TOPEKA, Kan. (AP) — Kansas legislators agreed Friday to strengthen the state’s lax oversight of amusement park rides after a lawmaker’s 10-year-old son was killed while riding a waterslide.
Rep. Scott Schwab’s son Caleb died last summer on the Verruckt waterslide at Schlitterbahn Waterpark in Kansas City, Kansas. Schwab declined comment after the Senate overwhelmingly approved the bill Friday, but he made an emotional speech last week in support of the bill. The investigation into the death is ongoing, but the slide has been closed since the accident and is slated for demolition.
The Senate approved the bill 35-2, just days after the House also overwhelmingly approved changing the law. Republican Gov. Sam Brownback said he wanted to look at the legislation but would be “following Rep. Schwab’s lead.”
Under the legislation, amusement park rides would have to be inspected every year by qualified inspector. Current law requires inspections but allows amusement park owners do the checks themselves.
The bill requires that the professional conducting the inspection be an inspector certified by one of several national boards; an engineer with two years of experience in the amusement park field, including one year in inspections; or someone with five years of experience in the field, with two of those years in inspections. The bill also requires parks to report injuries.
Rep. John Barker, who led an effort to research reforms, said he found that Kansas regulations were some of the weakest in the country.

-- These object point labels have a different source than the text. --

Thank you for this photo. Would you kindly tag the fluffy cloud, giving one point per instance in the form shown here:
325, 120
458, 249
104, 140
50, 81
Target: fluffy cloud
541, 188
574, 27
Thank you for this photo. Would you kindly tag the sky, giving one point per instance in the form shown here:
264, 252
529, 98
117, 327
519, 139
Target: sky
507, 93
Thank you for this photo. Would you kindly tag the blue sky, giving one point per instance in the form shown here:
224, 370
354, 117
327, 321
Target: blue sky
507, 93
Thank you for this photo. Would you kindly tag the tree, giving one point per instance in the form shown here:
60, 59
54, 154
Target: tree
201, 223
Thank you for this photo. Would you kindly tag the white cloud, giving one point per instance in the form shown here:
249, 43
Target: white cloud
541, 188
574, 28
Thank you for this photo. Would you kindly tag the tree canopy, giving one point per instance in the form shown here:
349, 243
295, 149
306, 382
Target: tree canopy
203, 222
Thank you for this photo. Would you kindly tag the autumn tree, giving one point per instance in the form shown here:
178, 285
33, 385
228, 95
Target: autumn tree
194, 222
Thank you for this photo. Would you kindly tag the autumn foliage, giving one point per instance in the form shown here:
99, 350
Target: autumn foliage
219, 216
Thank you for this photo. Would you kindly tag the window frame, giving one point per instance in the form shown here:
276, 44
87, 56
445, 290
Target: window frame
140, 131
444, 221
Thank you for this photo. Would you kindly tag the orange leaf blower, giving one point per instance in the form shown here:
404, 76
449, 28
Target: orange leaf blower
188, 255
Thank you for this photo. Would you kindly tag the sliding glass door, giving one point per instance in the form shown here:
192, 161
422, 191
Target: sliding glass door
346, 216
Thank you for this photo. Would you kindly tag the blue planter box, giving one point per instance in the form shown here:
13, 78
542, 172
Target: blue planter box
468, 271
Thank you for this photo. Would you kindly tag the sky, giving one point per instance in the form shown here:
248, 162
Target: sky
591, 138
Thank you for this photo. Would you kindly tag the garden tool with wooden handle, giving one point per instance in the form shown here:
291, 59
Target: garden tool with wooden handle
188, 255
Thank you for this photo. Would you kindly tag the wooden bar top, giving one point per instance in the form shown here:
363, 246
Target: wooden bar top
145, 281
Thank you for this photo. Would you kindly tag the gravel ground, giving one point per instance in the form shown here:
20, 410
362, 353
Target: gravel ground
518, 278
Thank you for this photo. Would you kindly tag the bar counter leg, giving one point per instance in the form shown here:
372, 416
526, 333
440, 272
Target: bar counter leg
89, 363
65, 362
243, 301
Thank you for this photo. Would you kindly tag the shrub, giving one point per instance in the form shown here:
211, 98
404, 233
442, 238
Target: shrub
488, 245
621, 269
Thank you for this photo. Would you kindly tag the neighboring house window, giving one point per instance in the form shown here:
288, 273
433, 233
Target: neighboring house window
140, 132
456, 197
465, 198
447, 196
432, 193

The state’s lax oversight of amusement park rides came under scrutiny after Caleb’s death last summer on the Verruckt, which was dubbed the “world’s tallest” waterslide at 168 feet. The slide had passed a private inspection earlier in the summer. But the ride’s opening in 2014 was pushed back without explanation, and during early trial runs, sand bags flew off the ride, so engineers partially tore it down and rebuilt it.
Investigators have not publicly spoken about how Caleb died, but a person familiar with the investigation previously told The Associated Press he was decapitated on the ride. That person spoke on condition of anonymity because that person was not authorized to speak publicly about the boy’s death.
Caleb was riding a raft down the slide with two women who were treated for facial injuries.
The Schwab family reached an undisclosed settlement in January with the park’s owner and the manufacturer of the rafts the ride used.
The waterpark is waiting for a court order before it can tear down the slide, Schlitterbahn spokeswoman Winter Prosapio said.